Sierra Club Leader Bill Vanderberg and his student volunteers from the Club's Building Bridges to the Outdoors received the Youth Volunteer Group of the Year from Yosemite National Park in October. The awards are given to outstanding volunteers for exemplary service in the park. Vanderberg's group served in a work party to improve park trails and facilities. How does he connect the Club with kids? Here's an interview with Vanderberg that first appeared in the October 2017 issue of the Central Group Newsletter.
Bill has worked tirelessly to engage underserved youth in outdoor environmental experiences from which they gain a sense of ownership of and responsibility to their natural environment. Bill set up eco clubs at Dorsey and Crenshaw high schools with grants from the Sierra Club and has led backpacking trips for Dorsey and Crenshaw students to Yosemite and led trail maintenance activities. He was also instrumental in creating the Kenneth Hahn State Recreational Area in Baldwin Hills, part of the Central Group.
How long have you been volunteering?
I started volunteering as a Scout leader 25 years ago when my oldest son joined the Cub Scouts. I started working with the Sierra Club in 1999 when I joined the Trail Crew of the Santa Monica Mountains Task Force, doing trail maintenance on Saturday mornings.
What is the most meaningful thing you’ve accomplished as a volunteer?

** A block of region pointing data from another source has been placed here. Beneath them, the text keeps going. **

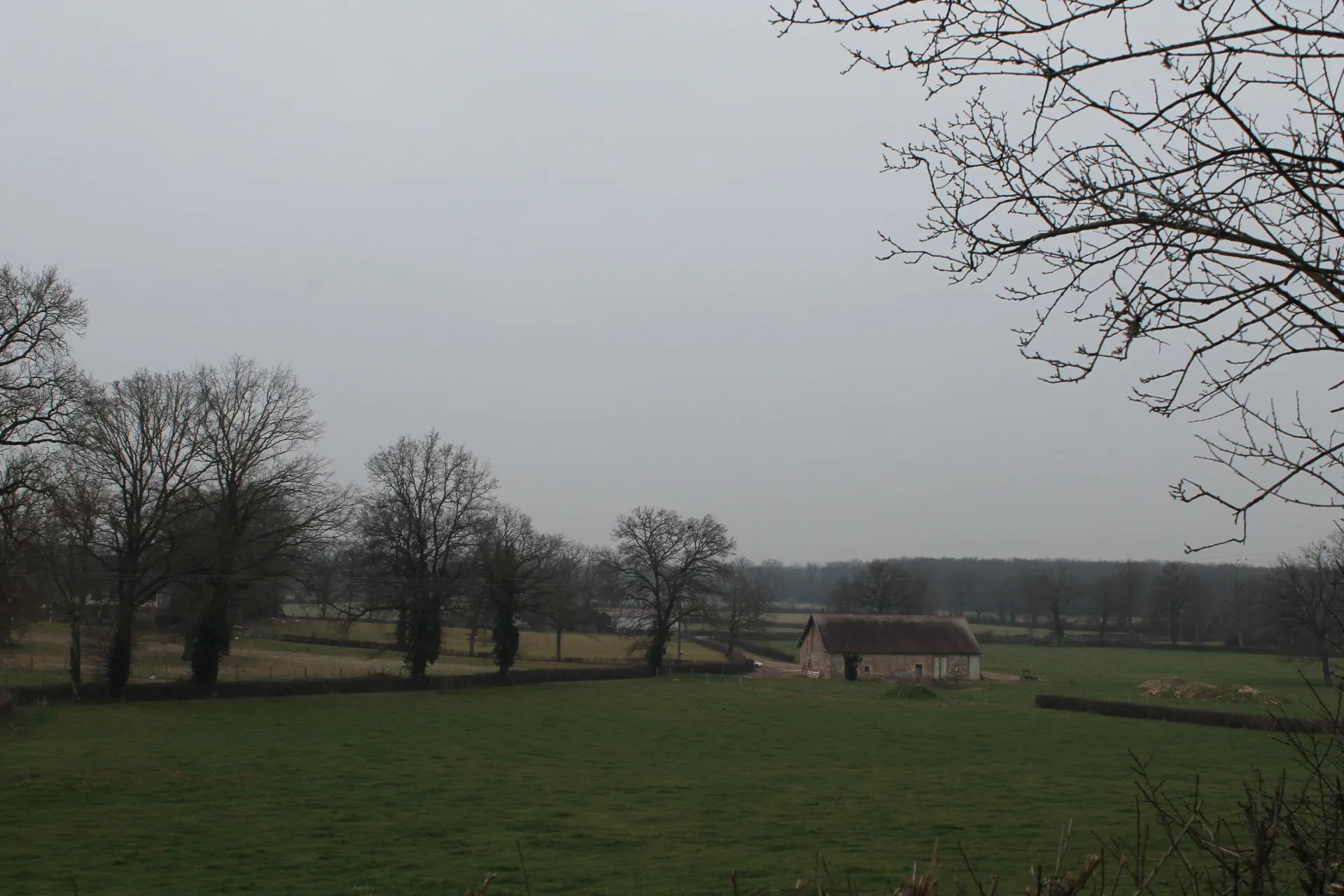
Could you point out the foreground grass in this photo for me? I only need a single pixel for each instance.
(654, 786)
(1114, 673)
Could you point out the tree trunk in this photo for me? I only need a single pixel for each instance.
(210, 637)
(505, 637)
(76, 652)
(118, 652)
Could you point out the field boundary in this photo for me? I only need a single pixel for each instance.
(141, 692)
(386, 647)
(1163, 713)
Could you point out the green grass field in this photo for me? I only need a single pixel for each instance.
(651, 786)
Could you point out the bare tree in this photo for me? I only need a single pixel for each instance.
(882, 586)
(667, 568)
(743, 602)
(139, 440)
(420, 522)
(76, 508)
(265, 496)
(22, 532)
(39, 384)
(1176, 594)
(1172, 181)
(1130, 580)
(575, 592)
(1053, 592)
(519, 568)
(1310, 598)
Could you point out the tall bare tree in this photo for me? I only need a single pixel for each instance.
(22, 532)
(265, 496)
(39, 386)
(420, 523)
(1159, 175)
(1176, 593)
(1310, 598)
(39, 383)
(1053, 592)
(1130, 580)
(881, 586)
(76, 508)
(667, 568)
(519, 568)
(743, 602)
(578, 587)
(139, 440)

Introducing literally several thousand children to the outdoors, most from traditionally underserved communities of color. This was accomplished first in Scouting, then with the Crenshaw High School Eco Club, and most recently with Angeles Chapter and Inspiring Connections Outdoors.
What’s that?
Inspiring Connections Outdoors is a community outreach program of the Angeles Chapter that provides opportunities for urban youth and adults to explore, enjoy, and protect the natural world.
Anything else that you consider a major accomplishment as a volunteer?
I participated, with the Santa Monica Mountains Task Force Trail Crew, in building all of the hiking trails in the Kenneth Hahn State Recreational Area (which we have continued to maintain over the years). I am also a board member of the Baldwin Hills Regional Conservation Authority and one of our responsibilities is to acquire additional surrounding land to add to the park, in accordance with the “One Great Park Master Plan” for future park expansion (on which I served on the Executive Committee).
One last question: What’s the value in taking young people into nature?
We have a responsibility to preserve nature for future generations and that won’t happen unless we expose our children now to what nature is. This is particularly important for communities of color because in coming years they will become the majority and will have the choice of deciding to preserve these spaces. They need to experience what we later ask them to save.
Will McWhinney is a leader and instructor for the Wilderness Training Course and an activist with the Angeles Chapter's Central Group.